Abstract: Artificial neural networks are universal function approximators. They can forecast dynamics, but they may need impractically many neurons to do so, especially if the dynamics is chaotic. We use neural networks that incorporate Hamiltonian dynamics to efficiently learn phase space orbits even as nonlinear systems transition from order to chaos. We demonstrate Hamiltonian neural networks on a widely used dynamics benchmark, the Hénon-Heiles potential, and on nonperturbative dynamical billiards. We introspect to elucidate the Hamiltonian neural network forecasting.
http://www.catb.org/~esr/jargon/html/koans.html
In the days when Sussman was a novice, Minsky once came to him as he sat hacking at the PDP-6. “What are you doing?”, asked Minsky.
“I am training a randomly wired neural net to play Tic-Tac-Toe” Sussman replied.

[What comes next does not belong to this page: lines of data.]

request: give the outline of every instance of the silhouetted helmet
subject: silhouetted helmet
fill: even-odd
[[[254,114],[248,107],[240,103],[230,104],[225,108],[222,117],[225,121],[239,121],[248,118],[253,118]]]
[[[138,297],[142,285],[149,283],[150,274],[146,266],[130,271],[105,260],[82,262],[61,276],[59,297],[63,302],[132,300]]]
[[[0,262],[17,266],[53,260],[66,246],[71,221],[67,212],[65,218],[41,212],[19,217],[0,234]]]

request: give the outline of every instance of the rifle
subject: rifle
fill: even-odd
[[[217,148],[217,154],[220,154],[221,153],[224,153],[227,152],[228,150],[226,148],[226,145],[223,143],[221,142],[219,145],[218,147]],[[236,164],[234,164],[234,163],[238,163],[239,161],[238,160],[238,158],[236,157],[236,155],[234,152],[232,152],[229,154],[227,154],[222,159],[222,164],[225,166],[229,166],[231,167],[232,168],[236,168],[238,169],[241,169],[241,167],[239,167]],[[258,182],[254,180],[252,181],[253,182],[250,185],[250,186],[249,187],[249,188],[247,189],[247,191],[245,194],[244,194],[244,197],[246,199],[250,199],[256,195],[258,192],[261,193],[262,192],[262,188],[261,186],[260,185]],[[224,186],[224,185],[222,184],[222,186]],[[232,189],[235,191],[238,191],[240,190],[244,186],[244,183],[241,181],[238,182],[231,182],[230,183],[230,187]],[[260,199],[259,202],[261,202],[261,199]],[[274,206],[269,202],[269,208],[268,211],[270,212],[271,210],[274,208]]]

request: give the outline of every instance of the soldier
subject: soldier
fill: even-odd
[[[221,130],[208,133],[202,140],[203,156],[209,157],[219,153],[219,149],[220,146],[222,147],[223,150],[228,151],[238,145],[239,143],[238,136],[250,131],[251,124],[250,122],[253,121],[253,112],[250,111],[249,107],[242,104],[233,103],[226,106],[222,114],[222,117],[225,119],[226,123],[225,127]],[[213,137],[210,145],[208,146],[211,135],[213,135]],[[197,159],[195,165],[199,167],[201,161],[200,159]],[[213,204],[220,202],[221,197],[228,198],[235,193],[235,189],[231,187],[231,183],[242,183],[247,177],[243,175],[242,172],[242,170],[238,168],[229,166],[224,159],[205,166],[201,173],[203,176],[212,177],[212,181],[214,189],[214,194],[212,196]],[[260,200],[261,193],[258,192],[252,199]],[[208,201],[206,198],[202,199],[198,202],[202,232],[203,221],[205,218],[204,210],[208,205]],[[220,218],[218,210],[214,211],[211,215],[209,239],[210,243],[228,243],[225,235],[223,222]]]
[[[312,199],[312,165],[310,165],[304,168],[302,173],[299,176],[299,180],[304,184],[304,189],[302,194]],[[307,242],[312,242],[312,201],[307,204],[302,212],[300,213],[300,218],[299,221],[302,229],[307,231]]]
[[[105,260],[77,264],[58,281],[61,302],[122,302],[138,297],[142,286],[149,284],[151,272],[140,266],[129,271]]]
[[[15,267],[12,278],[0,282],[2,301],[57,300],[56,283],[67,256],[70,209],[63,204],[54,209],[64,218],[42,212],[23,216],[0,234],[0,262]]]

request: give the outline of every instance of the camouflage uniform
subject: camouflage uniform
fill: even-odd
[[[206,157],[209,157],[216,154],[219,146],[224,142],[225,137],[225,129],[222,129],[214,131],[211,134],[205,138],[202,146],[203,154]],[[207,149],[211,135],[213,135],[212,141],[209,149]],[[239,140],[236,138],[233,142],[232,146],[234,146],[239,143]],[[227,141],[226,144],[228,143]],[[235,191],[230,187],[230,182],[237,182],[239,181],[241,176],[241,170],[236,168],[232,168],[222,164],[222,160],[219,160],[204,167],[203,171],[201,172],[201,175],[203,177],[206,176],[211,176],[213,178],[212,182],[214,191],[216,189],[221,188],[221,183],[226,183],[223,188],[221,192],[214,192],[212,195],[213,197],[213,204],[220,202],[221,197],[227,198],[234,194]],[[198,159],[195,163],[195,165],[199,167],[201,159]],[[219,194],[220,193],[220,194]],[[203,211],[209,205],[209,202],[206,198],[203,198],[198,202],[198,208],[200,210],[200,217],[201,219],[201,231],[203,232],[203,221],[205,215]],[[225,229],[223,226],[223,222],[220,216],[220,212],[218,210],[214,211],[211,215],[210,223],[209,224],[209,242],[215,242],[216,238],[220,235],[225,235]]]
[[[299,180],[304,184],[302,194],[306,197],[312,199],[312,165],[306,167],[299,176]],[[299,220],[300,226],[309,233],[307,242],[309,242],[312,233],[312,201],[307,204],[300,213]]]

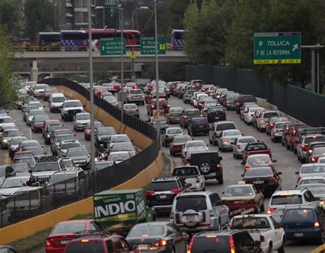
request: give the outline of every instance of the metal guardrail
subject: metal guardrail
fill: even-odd
[[[77,83],[62,78],[42,81],[53,85],[64,85],[89,100],[89,91]],[[121,118],[121,109],[95,96],[95,104],[113,117]],[[153,139],[151,146],[130,159],[43,187],[29,187],[27,191],[0,198],[0,227],[46,213],[57,207],[90,197],[94,194],[117,186],[148,167],[159,155],[160,139],[156,129],[128,114],[123,115],[124,124]],[[26,191],[25,189],[24,191]]]

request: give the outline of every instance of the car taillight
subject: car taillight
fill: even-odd
[[[229,245],[230,246],[230,253],[236,253],[236,247],[232,235],[229,235]]]
[[[173,189],[171,190],[171,192],[174,194],[178,194],[180,192],[181,189]]]
[[[276,208],[269,208],[267,209],[267,211],[266,213],[267,214],[271,214],[272,213],[274,213],[276,211]]]
[[[145,195],[147,196],[152,196],[154,194],[154,191],[147,191],[145,192]]]

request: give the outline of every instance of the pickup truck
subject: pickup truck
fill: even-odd
[[[234,216],[230,229],[246,229],[254,241],[261,241],[263,252],[285,252],[285,233],[282,226],[267,214]]]
[[[191,185],[192,190],[198,191],[206,190],[204,176],[201,174],[197,166],[175,167],[172,176],[184,178],[185,183]]]
[[[252,142],[246,145],[243,155],[243,163],[246,163],[247,157],[251,155],[267,154],[272,159],[271,149],[264,142]]]

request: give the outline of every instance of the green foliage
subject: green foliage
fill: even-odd
[[[28,0],[25,3],[24,14],[26,18],[26,35],[32,40],[37,38],[40,31],[58,29],[59,12],[53,1]]]

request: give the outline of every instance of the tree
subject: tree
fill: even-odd
[[[10,34],[18,34],[22,29],[21,14],[17,0],[0,1],[0,25]]]
[[[36,40],[40,31],[58,29],[59,12],[54,3],[49,0],[28,0],[25,3],[26,35]]]
[[[16,101],[17,86],[12,81],[10,39],[6,29],[0,26],[0,108],[10,108]]]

“Why is the net wired randomly?”, asked Minsky.
“I do not want it to have any preconceptions of how to play”, Sussman said. Minsky then shut his eyes. “Why do you close your eyes?”, Sussman asked his teacher.
“So that the room will be empty.”
At that moment, Sussman was enlightened.
A baby is not born with the knowledge of body movement, for example, but through natural exploration of the body and environment, almost all physically capable humans learn to walk.
"We are seeking exceptional candidates to join our growing Autonomous Vehicle (AV) business team!"
https://techcrunch.com/2019/03/13/ford-is-expanding-its-self...
...oh that makes so much more sense! -.-
I'm probably misunderstanding what the accomplished, but it sounds like they've increased the accuracy of a neural network model of a system, notably for edge cases, by training it on complete a complete model of said system.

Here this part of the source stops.